Espoir à surveiller : Jonny Brodzinski - Le réseau d'espoirs des Kings est en très mauvais état, ce qui explique la présence de l'illustre Brodzinski sur cette liste. L'attaquant de 24 ans repêché en cinquième ronde (148e au total) en 2013 a marqué 27 buts dans la LAH la saison dernière, sept de plus que son plus proche coéquipier, et a reçu une courte audition de six matchs avec les Kings, au cours de laquelle il a récolté deux mentions d'aide. Il maintient une moyenne d'environ trois lancers par match depuis son arrivée dans les rangs professionnels, ce qui lui permet d'augmenter ses chances de toucher la cible avec régularité. Les postes disponibles seront toutefois rares au camp d'entraînement des Kings, qui misent sur énormément de vétérans en attaque.
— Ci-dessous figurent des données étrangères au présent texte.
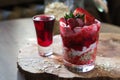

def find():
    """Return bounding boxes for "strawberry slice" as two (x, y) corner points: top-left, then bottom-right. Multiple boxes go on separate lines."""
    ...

(73, 8), (95, 25)
(67, 18), (79, 29)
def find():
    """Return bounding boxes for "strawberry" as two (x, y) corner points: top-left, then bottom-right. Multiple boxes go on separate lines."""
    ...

(76, 18), (84, 27)
(67, 18), (79, 30)
(73, 8), (95, 25)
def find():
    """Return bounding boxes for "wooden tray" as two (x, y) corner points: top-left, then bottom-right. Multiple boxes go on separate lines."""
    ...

(17, 33), (120, 80)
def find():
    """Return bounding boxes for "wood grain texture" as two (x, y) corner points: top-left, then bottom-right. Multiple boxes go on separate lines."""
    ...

(18, 33), (120, 80)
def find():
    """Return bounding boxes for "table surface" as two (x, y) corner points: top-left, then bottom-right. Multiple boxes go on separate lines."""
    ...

(0, 18), (120, 80)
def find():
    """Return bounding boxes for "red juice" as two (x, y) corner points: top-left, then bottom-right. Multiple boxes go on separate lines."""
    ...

(33, 15), (55, 47)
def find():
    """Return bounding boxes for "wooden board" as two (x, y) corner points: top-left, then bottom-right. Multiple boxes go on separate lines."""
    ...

(17, 33), (120, 80)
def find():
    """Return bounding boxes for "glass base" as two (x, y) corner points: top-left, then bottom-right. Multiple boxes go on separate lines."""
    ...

(64, 60), (95, 73)
(38, 45), (53, 57)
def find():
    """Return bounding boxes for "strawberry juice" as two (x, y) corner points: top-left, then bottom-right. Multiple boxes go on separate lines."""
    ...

(33, 15), (55, 56)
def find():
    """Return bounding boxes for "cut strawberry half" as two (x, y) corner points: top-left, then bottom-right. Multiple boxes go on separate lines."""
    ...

(73, 8), (95, 25)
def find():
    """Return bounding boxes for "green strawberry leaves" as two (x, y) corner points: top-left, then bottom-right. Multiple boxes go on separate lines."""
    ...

(64, 12), (85, 21)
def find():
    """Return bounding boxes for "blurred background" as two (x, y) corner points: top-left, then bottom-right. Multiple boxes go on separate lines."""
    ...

(0, 0), (120, 26)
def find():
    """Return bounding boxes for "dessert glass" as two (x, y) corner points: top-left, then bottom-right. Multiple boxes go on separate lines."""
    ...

(60, 19), (100, 72)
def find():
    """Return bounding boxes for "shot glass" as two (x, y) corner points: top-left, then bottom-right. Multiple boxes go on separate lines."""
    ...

(60, 19), (100, 72)
(33, 14), (55, 57)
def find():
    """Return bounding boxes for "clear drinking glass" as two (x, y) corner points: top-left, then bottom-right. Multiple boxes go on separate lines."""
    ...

(33, 14), (55, 57)
(60, 19), (100, 72)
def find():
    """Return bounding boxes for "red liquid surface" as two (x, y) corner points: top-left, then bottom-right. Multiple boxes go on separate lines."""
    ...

(33, 15), (55, 47)
(60, 19), (100, 65)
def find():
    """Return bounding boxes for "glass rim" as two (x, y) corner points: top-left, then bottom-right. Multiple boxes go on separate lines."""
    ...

(32, 14), (55, 21)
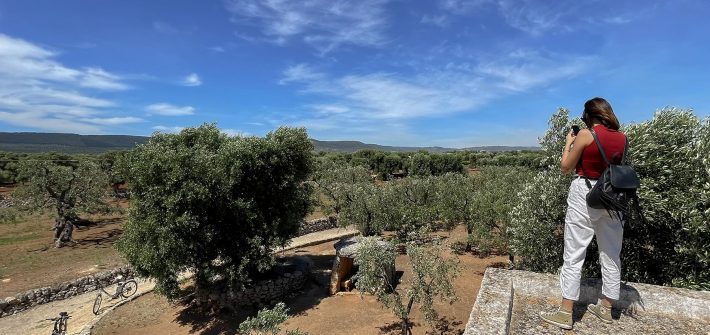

Situation des gardiens : Les déboires des Kings l'an dernier ne sont pas étrangers au fait que Jonathan Quick s'est blessé dès le premier match de la saison, ce qui l'a contraint à rater les 59 rencontres suivantes. Peter Budaj a fait un travail honnête en relève, mais Quick demeure un gardien qui peut faire la différence dans un match lorsqu'il est en santé. Il est également l'un des gardiens les plus utilisés de la LNH lorsqu'il est en santé, ce qui l'a aidé à connaître cinq saisons de 35 victoires ou plus depuis le début de sa carrière. Il faut toutefois que les poolers fassent preuve de prudence dans le cas de Quick. En effet, les Kings forment une équipe beaucoup moins redoutable que par le passé, et Quick ne pourra plus bénéficier du système défensif implanté par l'ancien entraîneur Darryl Sutter. Cela n'aidera pas Quick à améliorer ses récentes statistiques, lui qui n'a pas affiché un pourcentage d'arrêts supérieur à ,918 depuis 2011-12. Par le passé, Quick pouvait représenter l'un des trois ou cinq meilleurs gardiens à posséder pour les poolers, mais il est possible qu'il ne fasse plus partie du top-10 cette saison.